Filled with framed photographs of iconic moments in hip-hop history (Salt n Pepa, the Fat Boyz, Rakim and LL Cool J, all dressed in Dapper Dan’s iconic prints) and bolts of velvet, brocade and logoed fabrics, it’s a love letter to Harlem in brownstone form.
‘The Gucci store is like a statue — people know that they can’t own a statue in a museum. But just knowing it’s there and going to see it, they feel a part of it. That’s why you will see me outside [my atelier] shaking hands and taking photos. The average person can’t afford this, but just knowing that this is here and is open to them, that Gucci sees them and appreciates them.’
Despite having never gone to fashion school or worked for a luxury house, he’s the man credited with introducing much of the black community to luxury fashion.
While the largely white and wealthy One Percent of the Reagan and Thatcher years hobnobed in Chanel, Valentino, Oscar de la Renta and Christian Lacroix, Daniel was introducing a parallel universe of rising black affluence to Fendi, Gucci and Louis Vuitton through his flamboyant reinterpretations of the luxury giants’ wares. He’s the reason rappers and singers from Jay-Z to Bruno Mars regularly wear and name-drop high fashion labels in their music. For many, Daniel was the officiant who married music and fashion.
And his logoed knockoffs of the fashion majors would decades later influence those very same houses. Today, you can see Daniel’s influence in the swaggerific logo-covered saddle bags of Christian Dior, or the ostentatious Fendi boots with the interlocked Fs and a good chunk of Gucci’s flamboyant output dating from 2017 onward (more about this later.) Not to mention the rise of streetwear from the fringes of fashion to the heart of Paris’ gilded ateliers. Or the luxury fashion world’s relatively recent penchant for knocking off itself, churning out tongue-in-cheek reissues of archival hits made to look like the very same imitations commonly sold in back alleys.
Anyone who follows fashion, will know the Dapper Dan x Gucci story by now. Two years ago, during a Gucci cruise show staged in Florence, creative director Alessandro Michele showed a series of logoed looks in flamboyant shapes that looked familiar.
Before a fleet of chauffeured cars could take those of us in attendance back to our hotels, social media was alight with Dapper Dan fans posting images of his original designs that had clearly inspired Michele.

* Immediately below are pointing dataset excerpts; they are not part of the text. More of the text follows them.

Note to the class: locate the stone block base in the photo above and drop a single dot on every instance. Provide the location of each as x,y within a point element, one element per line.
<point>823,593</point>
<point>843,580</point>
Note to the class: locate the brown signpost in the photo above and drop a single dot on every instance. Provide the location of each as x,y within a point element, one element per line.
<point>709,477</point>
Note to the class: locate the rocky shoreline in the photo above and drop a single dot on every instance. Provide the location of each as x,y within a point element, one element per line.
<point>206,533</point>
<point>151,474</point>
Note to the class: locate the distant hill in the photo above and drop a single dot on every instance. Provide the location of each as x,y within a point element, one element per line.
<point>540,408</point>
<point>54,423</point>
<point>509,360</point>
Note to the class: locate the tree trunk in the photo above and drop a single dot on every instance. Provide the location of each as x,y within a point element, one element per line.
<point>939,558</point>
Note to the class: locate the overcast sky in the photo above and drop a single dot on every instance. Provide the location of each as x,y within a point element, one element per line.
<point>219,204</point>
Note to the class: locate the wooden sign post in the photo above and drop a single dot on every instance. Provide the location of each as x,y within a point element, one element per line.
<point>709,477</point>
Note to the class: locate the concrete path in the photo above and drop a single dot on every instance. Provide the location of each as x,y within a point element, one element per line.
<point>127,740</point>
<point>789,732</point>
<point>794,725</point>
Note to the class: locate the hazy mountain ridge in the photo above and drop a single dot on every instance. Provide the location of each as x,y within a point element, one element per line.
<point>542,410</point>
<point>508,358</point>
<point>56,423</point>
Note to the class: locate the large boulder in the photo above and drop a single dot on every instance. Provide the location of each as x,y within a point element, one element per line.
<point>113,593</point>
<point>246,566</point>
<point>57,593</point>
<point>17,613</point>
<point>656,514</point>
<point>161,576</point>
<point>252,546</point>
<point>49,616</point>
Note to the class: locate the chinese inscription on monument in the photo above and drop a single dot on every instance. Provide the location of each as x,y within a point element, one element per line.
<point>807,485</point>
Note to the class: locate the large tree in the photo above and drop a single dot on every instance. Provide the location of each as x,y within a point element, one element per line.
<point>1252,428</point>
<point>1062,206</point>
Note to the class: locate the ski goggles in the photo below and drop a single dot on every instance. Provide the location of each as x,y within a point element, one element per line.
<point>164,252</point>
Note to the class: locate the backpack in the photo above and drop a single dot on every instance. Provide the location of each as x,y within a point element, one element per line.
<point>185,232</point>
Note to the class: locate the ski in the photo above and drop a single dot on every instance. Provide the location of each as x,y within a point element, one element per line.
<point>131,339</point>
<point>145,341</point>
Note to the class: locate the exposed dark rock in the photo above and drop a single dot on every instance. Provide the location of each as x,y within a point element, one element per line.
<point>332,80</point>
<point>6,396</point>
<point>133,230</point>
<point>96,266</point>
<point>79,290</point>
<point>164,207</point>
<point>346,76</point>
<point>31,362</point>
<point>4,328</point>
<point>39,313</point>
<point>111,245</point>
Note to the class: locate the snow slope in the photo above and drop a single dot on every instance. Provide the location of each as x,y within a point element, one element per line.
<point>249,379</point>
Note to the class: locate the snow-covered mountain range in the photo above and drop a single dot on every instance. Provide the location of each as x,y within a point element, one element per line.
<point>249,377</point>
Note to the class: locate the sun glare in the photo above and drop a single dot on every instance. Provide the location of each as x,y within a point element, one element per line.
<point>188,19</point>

The moment was peak meta: a fashion giant knocking off the fashion world’s original knockoff king. ‘I didn’t call what I was doing back then a knock-off, though. I called it a knock-up,’ Day explains with a laugh. Following the cruise show, Michele invited Day to come see his next collection during Milan Style Week that autumn. It was Dapper Dan’s first time ever attending a runway show.
‘I never went to runway shows. I always went to tech shows and read everything about the latest equipment. The embossing, the printing — everything that you see here is exactly what I was doing in the Eighties,’ he says later in his atelier, showing racks of looks, including a logo printed baseball jacket with green leather blouson sleeves, from his capsule collection. ‘Embossing, I was the first one to do it. Silk screen on leather, I was the first one to do it,’ he adds.
For Day, the Gucci chapter of his career is not just a full circle moment for him, but a win for the Harlem community:
’There is a history among people of colour; where you would go into a store and be made to feel like you don’t belong there. This changes all of that. Even though they can’t afford it, it is here, it shows that Gucci as a brand appreciates them.’